Junk in the trunk
Oh how I fantasize about making my living by buying charming old tat and selling it on, either at a market or in my imaginary shop. Well I’ve just got addicted to a blog by a girl who’s living the dream.
Jo Waterhouse lives on a narrow-boat in East London and runs a market stall in Spitalfields. So hunting out trossle* is part of her job. And just for our delight she also posts pictures of it, as well as, occasionally, the fascinating houses of the people she buys it from.
(*Trossle – Trozzle? – is what my Dad calls assorted bric-a-brac. I can’t find the word on the internet. Did he invent it?)
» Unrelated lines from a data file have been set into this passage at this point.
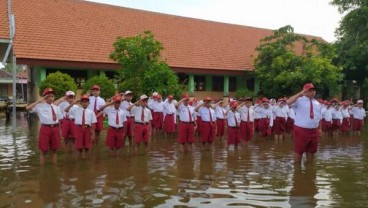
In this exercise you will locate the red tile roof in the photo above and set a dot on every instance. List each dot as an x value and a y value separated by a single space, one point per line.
83 32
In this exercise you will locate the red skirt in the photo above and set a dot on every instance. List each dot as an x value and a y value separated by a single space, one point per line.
279 125
345 126
169 125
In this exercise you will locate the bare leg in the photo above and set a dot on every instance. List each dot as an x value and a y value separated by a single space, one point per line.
42 158
54 157
297 158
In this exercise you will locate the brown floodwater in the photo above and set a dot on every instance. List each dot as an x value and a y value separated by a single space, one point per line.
259 175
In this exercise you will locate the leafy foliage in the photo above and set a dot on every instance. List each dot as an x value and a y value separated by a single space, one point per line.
283 67
106 85
242 93
59 82
143 72
352 34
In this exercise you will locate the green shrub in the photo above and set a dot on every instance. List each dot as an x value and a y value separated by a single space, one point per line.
106 85
59 82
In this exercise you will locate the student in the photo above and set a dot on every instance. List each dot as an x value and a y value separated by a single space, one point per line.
187 124
129 123
307 118
265 115
169 115
116 118
142 119
280 111
157 107
85 121
345 125
233 124
67 123
246 112
220 119
208 126
95 102
358 117
49 115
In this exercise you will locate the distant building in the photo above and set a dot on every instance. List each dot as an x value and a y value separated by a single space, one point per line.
76 37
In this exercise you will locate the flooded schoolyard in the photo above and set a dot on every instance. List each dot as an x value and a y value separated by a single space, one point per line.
259 175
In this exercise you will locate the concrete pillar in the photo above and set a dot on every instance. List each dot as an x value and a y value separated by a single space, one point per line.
226 86
191 84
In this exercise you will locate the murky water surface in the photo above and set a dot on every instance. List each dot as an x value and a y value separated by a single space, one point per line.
259 175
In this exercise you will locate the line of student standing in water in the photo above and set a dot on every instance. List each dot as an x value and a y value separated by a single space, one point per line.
81 124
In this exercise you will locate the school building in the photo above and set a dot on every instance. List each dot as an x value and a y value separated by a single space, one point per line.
76 37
This is from a book of Easter Egg foil samples she bought. She’s also got a way with words that just tickles me, nicely summed up in her comment connected to this picture: “this plant did a dance without it’s trousers on.”
Plus she knows good graffiti when she sees it.
If you’re a lover of old toot, get over to her blog Tootasinfoot for more.
“Trozzle”, it’s either a Cornish thing, or a thing someone in the family made up once, ’cause mother says it too (and I think I do, as well. eek.). Much like “teasy” is Cornish?
Hey Frances, great to hear from you. It sounds kind of Cornish, doesn’t it? Or maybe it’s a (Great) Grandpa-ism, like ‘taradiddle’ for a made up story. I’m off to read your blog now x
Yes, sorry for the bout of stalkerism. Mum kept telling me about your blog, and I’d dutifully forget about it – but now I get the RSS so I can feel jealous of the lovely things you acquire on a regular basis without having to remember! 😀
No, “trozzle” is definately not Cornish. I was so certain it was a proper word for “old clutter” that I ran straight for the dictionary but no, Mr Collins has no mention of it. Very sad, but it has certainly been a word in common usage in our family, for ever. Maybe because we have always been great collectors of it both active and passive!
Yes, so ingrained in the family psyche is the accumulation of junk that we obviously had to invent a word for it!